Deshalb, allein deshalb und nicht wegen intelligent aufgebauter Strukturen, ist Mossack Fonseca nun kaputt. Die Verbindungen zu Mossack Fonseca im Rahmen der Vermögensverwaltung der vereinnahmten Odebrecht-Korruptionsgelder wäre auch ohne die Panama Papers aufgeflogen. Selbst Herr Odebrecht singt zwischenzeitlich wie ein kleines Vögelchen in seinem brasilianischen “umgittertem Nest”.

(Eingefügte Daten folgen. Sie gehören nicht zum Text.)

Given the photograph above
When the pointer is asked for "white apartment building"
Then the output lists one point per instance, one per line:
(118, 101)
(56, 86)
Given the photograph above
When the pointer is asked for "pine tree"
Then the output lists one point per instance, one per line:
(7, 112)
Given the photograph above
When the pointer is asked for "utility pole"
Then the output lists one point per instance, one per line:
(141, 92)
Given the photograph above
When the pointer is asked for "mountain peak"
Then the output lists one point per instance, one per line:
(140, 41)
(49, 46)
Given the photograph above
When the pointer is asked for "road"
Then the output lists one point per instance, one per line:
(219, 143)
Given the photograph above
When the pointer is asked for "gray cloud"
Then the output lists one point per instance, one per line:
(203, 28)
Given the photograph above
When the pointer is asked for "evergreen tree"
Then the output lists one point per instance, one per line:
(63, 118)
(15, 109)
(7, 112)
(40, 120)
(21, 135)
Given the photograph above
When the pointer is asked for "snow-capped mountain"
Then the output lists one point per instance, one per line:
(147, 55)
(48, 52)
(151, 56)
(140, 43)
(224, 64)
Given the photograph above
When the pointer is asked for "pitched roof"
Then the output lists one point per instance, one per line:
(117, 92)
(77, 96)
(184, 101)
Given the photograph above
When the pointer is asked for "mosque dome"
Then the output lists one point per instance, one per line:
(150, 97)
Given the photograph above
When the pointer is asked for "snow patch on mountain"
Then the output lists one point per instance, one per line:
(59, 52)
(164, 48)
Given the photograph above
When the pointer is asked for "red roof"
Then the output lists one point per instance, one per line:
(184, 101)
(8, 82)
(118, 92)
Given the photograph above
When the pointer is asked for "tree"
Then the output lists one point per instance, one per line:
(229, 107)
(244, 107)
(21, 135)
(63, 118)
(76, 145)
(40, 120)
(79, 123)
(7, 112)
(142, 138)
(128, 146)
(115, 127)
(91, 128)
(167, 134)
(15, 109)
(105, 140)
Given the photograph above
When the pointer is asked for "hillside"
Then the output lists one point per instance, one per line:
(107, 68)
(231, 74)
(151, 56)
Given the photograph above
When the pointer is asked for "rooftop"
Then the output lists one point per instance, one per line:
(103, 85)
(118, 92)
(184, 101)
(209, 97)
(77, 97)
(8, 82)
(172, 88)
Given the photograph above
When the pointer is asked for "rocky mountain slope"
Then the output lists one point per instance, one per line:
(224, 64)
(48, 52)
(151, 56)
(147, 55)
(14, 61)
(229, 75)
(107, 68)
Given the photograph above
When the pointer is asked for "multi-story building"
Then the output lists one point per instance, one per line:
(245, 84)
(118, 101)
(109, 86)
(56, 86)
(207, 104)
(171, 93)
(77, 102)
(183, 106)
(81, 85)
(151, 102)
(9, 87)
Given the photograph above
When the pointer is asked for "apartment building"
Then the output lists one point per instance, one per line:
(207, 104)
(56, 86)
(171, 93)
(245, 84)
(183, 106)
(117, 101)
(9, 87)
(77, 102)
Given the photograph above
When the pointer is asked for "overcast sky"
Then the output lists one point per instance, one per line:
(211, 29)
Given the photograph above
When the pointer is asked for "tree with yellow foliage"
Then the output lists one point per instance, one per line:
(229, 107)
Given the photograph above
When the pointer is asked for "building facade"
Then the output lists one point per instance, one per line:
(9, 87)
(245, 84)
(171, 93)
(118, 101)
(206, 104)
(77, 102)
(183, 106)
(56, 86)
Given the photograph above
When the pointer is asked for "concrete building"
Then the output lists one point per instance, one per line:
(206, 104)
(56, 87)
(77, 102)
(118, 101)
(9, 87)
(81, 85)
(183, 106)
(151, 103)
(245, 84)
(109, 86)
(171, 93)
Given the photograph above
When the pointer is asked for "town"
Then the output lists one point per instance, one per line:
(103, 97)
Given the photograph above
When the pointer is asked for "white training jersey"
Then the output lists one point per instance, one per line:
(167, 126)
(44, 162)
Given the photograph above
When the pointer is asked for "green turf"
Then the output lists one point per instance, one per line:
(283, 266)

Wegen des Odebrechtskandals sind demnach die Wogen in Panama um Mossack Fonseca hochgeschlagen. Und natürlich, weil Odebrecht bei zahlreichen Bauprojekten auch in Panama selbst immer wieder den Zuschlag erhielt. Das streckte sich von ergänzenden Arbeiten an der Erweiterung des Kanals über kostspiele Umgehungsautobahmen (Cinta Costera) bis zur neuen Metro und vieles mehr. Odebrecht sagt selbst, es wären auch erhebliche Korruptionszahungen in Panama geflossen, also an hochrangige politische Entscheidungsträger. Unter Verdacht stehen selbst der gegenwärtige Präsident und sein Vorgänger, unter dem er auch schon Vizepräsident war. Und die Sueddeutsche Zeitung schreibt richtig:

“Das kleine Land wird regiert von einer verschworenen Elite aus Wirtschaft und Politik, in der sowohl Jürgen Mossack und als auch Ramón Fonseca sehr einflussreich waren. Fonseca hatte, bis die SZ ihn mit den ersten Vorwürfen konfrontierte, sogar einen Sitz im Kabinett des amtierenden Präsidenten Juan Carlos Varela inne und war zudem stellvertretender Vorsitzender der Regierungspartei. … Jürgen Mossack wiederum war bis zu den ersten Veröffentlichungen Mitglied im Nationalen Rat für Auslandsbeziehungen. …
An jenem Freitag im Februar dieses Jahres, als Mossack Fonseca ein weiteres Mal durchsucht wurde, muss Ramón Fonseca geahnt haben, dass sein Freund Juan Carlos Varela, der Präsident, nicht weiter seine schützende Hand über ihn halten würde. Auf seinem Weg zur Vernehmung beschuldigte Fonseca Varela live im Fernsehen, selbst in die Korruptionsaffäre in Brasilien verwickelt zu sein – allerdings ohne dafür Beweise zu liefern. Panama bebte, die Zeitungen füllten ihre Titelseiten und ihre Internetauftritte tagelang mit den neuesten Entwicklungen, Angestellte von Mossack Fonseca protestierten mit Plakaten gegen die Festnahme ihrer Chefs, und auf den Straßen versammelten sich Tausende Menschen, um gegen die Korruption im eigenen Land zu protestieren.”

Darum geht es in Panama – um die Korruption im eigenen Land.

Es geht also nicht darum, ob einige Europäer mit geschickten Konstruktionen rund um die zurecht gerühmte “Panama-Stiftung” ihre Steuerzahlungspflicht optimieren.

Das interessiert in Panama nun wirklich niemanden.

Also: Business as usual!

Nur mit deutlich besserem und wirklich ausgefeiltem Schutz der Kundendaten, als dies bei Mossack Fonseca der Fall war.